I'm reading John Kruschke's Doing Bayesian Data Analysis: A Tutorial with R and BUGS, in which it says that
we define the central tendency of a distribution as the value $M$ that minimizes the long-run expected distance between it and all the other values of $x$.
So $M$ is the value that minimizes (where
- $\int p(x) D(x,M)dx$, where $p(x)$ is the probability density function, or
- $\Sigma_x p(x) D(x,M)$, where $p(x)$ is the probability mass function.
In both cases, $D$ is some notion of distance.
Then he says that
- if we choose $D(x, M) = |x-M|^2$, $M$ is the mean,
- if we choose $D(x, M) = |x-M|$, $M$ is the median, and
- if we choose $D(x, M) = \delta(x,M)$, $M$ is the mode (at least in the discrete case).
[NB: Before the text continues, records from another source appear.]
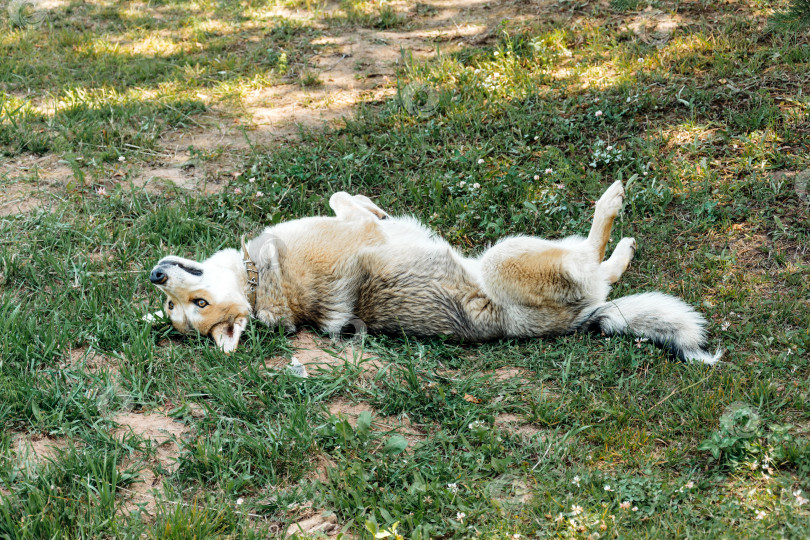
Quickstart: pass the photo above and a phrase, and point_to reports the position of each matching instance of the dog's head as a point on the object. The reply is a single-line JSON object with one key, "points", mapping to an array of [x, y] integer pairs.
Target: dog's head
{"points": [[208, 297]]}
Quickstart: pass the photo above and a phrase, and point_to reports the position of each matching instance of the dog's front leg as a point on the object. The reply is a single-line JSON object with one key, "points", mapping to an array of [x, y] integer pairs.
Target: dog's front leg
{"points": [[271, 319]]}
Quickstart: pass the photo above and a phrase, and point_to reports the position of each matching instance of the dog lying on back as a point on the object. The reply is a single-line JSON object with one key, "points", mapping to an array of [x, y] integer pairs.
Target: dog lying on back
{"points": [[373, 272]]}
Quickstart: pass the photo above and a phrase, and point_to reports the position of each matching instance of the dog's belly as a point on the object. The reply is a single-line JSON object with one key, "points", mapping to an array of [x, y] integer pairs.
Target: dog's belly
{"points": [[423, 291]]}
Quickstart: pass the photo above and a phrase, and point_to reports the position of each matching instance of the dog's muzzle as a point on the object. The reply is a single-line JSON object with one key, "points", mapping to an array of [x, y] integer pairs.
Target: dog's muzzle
{"points": [[158, 276]]}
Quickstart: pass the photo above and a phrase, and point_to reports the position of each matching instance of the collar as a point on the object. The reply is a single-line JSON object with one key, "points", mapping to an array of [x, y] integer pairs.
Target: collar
{"points": [[252, 276]]}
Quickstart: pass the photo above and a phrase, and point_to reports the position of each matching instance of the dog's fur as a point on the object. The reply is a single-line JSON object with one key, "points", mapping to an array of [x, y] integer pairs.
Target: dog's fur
{"points": [[365, 270]]}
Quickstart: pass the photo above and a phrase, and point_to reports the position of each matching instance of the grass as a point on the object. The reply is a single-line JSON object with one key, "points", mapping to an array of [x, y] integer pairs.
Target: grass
{"points": [[518, 135]]}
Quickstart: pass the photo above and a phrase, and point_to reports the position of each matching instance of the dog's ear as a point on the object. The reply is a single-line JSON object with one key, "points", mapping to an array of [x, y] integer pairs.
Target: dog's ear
{"points": [[226, 334]]}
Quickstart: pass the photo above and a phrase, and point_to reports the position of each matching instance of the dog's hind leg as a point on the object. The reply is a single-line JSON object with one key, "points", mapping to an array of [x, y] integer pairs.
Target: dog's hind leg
{"points": [[607, 208], [613, 268]]}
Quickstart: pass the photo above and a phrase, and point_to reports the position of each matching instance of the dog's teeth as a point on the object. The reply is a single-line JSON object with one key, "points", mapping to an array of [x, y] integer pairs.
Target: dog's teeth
{"points": [[152, 317]]}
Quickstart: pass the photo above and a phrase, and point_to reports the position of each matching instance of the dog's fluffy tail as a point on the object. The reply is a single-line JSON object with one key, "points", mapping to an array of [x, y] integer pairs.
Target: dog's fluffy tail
{"points": [[667, 321]]}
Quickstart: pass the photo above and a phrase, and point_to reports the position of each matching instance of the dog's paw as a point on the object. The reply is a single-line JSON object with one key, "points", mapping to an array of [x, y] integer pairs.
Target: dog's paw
{"points": [[628, 244], [611, 200]]}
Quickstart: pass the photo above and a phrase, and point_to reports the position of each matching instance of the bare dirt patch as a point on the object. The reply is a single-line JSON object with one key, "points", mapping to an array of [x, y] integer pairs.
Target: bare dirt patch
{"points": [[92, 361], [352, 65], [38, 449], [318, 525], [163, 433]]}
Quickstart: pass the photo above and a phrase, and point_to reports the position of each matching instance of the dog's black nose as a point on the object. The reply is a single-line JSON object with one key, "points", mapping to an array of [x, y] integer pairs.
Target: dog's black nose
{"points": [[158, 276]]}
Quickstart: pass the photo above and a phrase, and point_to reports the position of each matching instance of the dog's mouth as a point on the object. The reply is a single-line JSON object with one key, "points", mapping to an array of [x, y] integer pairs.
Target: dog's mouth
{"points": [[159, 274]]}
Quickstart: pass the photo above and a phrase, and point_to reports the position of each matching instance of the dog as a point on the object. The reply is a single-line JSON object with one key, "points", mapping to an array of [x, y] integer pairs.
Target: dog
{"points": [[366, 270]]}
All of these make sense to me intuitively, but how do you prove it in general?
Notes:
- $\delta(x,M)$ is 1 if $x=M$ and 0 otherwise. This is not Kruschke's notation; he just says "distance defined as zero for any exact match, and one for any mismatch" and I used the $\delta$ notation because it's familiar to me and easier to fit in an equation.
- I read Mean and Median properties and it only answers part of my question--I'm still interested in the mode, and in a proof that each version of $M$ minimizes its corresponding expected "distance," with uniqueness for the mean.